All are welcome to an invited seminar by Andrew Fry – Research Associate Professor, Department of Chemical Engineering, and Director, ICGRF, at the University of Utah. The title is: “United States Electric Power Generation in a Carbon Constrained World.” The seminar will be from 3:00 to 4:00 p.m. on Wednesday March 11, 2015 in WEB 2250. There will be light refreshments afterwards.

Abstract:  United States Electric Power Generation in a Carbon Constrained World
Electric power generation in the United States employs a good mix of power sources including fossil fuels, nuclear, hydroelectric and renewables.  However, up to 45% is produced by burning coal to produce steam which drives generators via turbines.  Using coal as an abundant and relatively easily accessible energy source has allowed the US to have low cost and reliable electricity for many years.  Our current electricity cost is about 12 cents/kilowatt hour where world prices range from 8 to 41 cents/kilowatt hour.  Recently the emission of greenhouse gas pollutants has become a great concern worldwide due to concern about climate change.  If the United States plans to continue to use coal to produce electric power at a low cost, we must determine strategies and develop technology to mitigate CO2 emission from coal combustion sources.  This presentation will provide an overview of these issues and then will focus on research performed at the University of Utah that will enable the continued use of our most abundant natural resources in a carbon constrained world.


Andrew Fry is an Associate Research Professor of Chemical Engineering and Director of the Industrial Combustion and Gasification Research Facility (ICGRF) at the University of Utah.
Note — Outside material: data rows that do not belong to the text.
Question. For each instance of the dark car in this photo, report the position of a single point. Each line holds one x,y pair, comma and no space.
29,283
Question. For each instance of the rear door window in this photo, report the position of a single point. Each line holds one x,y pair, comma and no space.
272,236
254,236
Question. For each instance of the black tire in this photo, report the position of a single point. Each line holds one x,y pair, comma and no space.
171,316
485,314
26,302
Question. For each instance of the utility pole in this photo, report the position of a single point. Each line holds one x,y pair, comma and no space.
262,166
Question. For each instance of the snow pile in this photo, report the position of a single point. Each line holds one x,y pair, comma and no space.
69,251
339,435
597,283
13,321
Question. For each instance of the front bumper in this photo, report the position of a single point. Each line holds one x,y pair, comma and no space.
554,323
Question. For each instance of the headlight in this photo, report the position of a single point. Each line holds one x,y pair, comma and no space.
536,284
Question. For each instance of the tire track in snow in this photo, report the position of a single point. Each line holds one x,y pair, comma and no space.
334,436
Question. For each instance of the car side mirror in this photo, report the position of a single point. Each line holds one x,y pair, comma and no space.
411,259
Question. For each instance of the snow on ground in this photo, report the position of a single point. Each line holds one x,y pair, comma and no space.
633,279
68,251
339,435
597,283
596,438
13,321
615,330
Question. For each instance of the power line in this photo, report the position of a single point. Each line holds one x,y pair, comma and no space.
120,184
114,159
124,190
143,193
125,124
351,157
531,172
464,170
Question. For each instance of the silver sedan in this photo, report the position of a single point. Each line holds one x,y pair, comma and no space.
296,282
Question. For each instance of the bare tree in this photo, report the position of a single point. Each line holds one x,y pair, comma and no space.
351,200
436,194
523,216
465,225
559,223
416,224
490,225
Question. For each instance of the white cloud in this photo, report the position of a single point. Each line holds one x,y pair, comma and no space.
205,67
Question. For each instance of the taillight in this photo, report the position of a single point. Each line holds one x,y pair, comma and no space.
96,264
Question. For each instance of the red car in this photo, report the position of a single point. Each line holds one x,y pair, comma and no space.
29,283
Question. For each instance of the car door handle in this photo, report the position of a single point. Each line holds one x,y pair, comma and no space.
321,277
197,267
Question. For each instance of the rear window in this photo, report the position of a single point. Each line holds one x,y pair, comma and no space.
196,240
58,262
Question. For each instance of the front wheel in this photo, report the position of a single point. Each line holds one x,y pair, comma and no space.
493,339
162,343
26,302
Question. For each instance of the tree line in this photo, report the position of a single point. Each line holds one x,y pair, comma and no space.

He develops and execute research programs focused on utilizing our various natural resources to produce power in the most clean and efficient manner possible using industrial-scale research combustors and gasifiers.  Prior to his appointment as Professor at the University, Andrew worked for seven years as Manager of Engineering R&D at Reaction Engineering International (REI), a private consulting firm focused on solving combustion problems in industrial and utility boilers and heaters.  Programs Andrew managed at REI consisted of: experimental evaluation of NOx reduction technologies, development of modeling software describing mercury emission from coal-fired utility boilers, demonstration of mercury capture technologies at full-scale boilers, pilot-scale investigation of oxy-combustion retrofit of pilot-scale utility boilers and integration of CFD and process modeling for evaluation of the effects of heat transfer surface modifications on the heat balance of utility boilers.  Andrew earned his bachelor’s degree and Ph.D. in Chemical Engineering from the University of Utah in 2002 and 2006 respectively.